Conventional therapies such as steroids and immunoglobulins suppress inflammation broadly or replace antibodies non-specifically, often requiring infusions and lengthy clinic visits. In contrast, efgartigimod offers targeted immunomodulation with the potential for fewer systemic side effects. The precision of the FcRn approach is seen by analysts as a strategic differentiator in the evolving autoimmune neurology space.

argenx is actively advancing efgartigimod across more than 15 autoimmune disease indications, signaling long-term commitment to platform expansion. Other indications under investigation include pemphigus vulgaris, lupus nephritis, and immune thrombocytopenia (ITP), with several late-stage trials ongoing.

What are institutional investors and analysts expecting next from argenx’s commercial and pipeline trajectory in Europe?

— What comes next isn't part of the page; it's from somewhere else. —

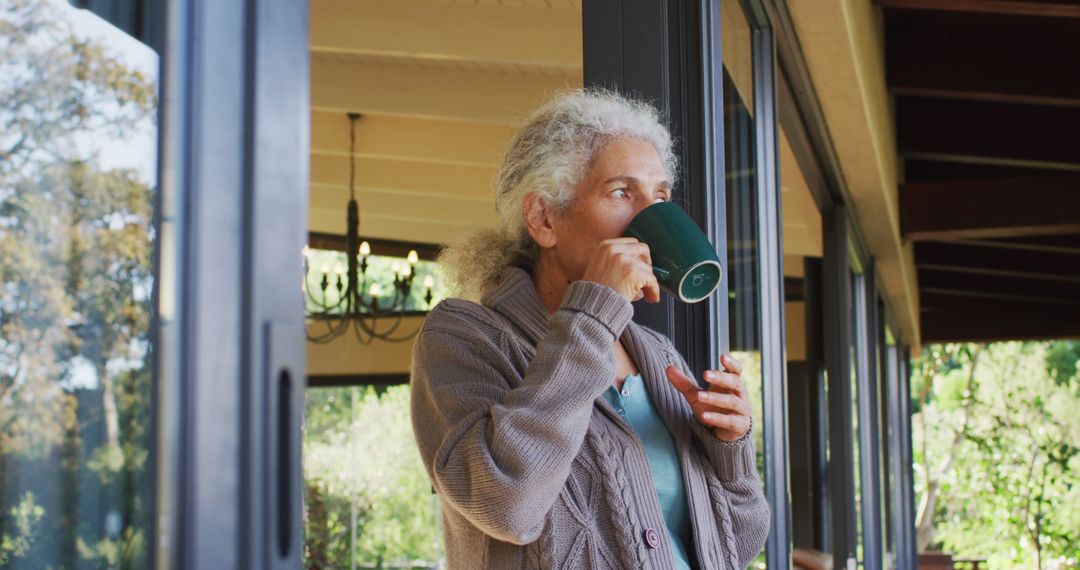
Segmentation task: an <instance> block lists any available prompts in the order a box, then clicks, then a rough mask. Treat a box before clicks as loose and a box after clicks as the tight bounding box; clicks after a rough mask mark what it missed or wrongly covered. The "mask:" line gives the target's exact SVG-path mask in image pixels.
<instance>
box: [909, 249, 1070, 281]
mask: <svg viewBox="0 0 1080 570" xmlns="http://www.w3.org/2000/svg"><path fill="white" fill-rule="evenodd" d="M915 264H916V267H918V268H919V269H920V270H922V269H929V270H941V271H956V272H964V273H973V274H980V275H987V276H1007V277H1026V279H1035V280H1048V281H1062V282H1070V283H1076V284H1078V286H1080V252H1077V253H1075V254H1068V253H1061V252H1039V250H1035V252H1032V250H1024V249H1014V248H1008V247H998V246H997V243H996V242H983V241H980V242H974V241H973V242H963V243H956V242H919V243H916V244H915Z"/></svg>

Institutional sentiment around argenx remains broadly positive following the EC approval, with expectations centered on pricing decisions, local reimbursement approvals, and uptake velocity. The subcutaneous format is particularly well-positioned to benefit from evolving European healthcare preferences favoring self-administered biologics, especially in chronic conditions requiring long-term therapy.

Analysts believe argenx will now move rapidly to engage with national health agencies and reimbursement bodies, beginning with key markets such as Germany, France, and the Nordics. Given that efgartigimod is already approved in Europe for generalized myasthenia gravis, market access pathways for VYVGART SC in CIDP could be accelerated via existing infrastructure.

The broader pipeline remains a focal point for investors, particularly as efgartigimod’s unique mechanism is under evaluation in multiple autoimmune neurology and hematology indications. Future readouts from these trials are expected to play a key role in argenx’s valuation trajectory over the next 12–24 months.

How does argenx’s latest approval position it against competitors in the FcRn and autoimmune neurology space?

With this approval, argenx consolidates its early lead in the FcRn therapeutic class, where competition is steadily intensifying. Several pharmaceutical and biotech developers are working on FcRn inhibitors, some of which are in Phase 2 or 3 trials targeting various autoimmune indications. However, argenx’s VYVGART remains the only FcRn-targeting biologic approved in multiple regions for both CIDP and gMG.

This first-mover advantage gives argenx considerable leverage in shaping clinical practice and health system protocols, particularly in Europe, where payers and providers are increasingly focused on value-based care and real-world outcomes.

Experts believe that expanding physician familiarity with FcRn biology, coupled with growing patient demand for targeted, at-home therapies, will continue to support VYVGART’s adoption. As additional real-world evidence is collected, argenx is expected to reinforce its leadership via post-marketing studies and broader indication filings.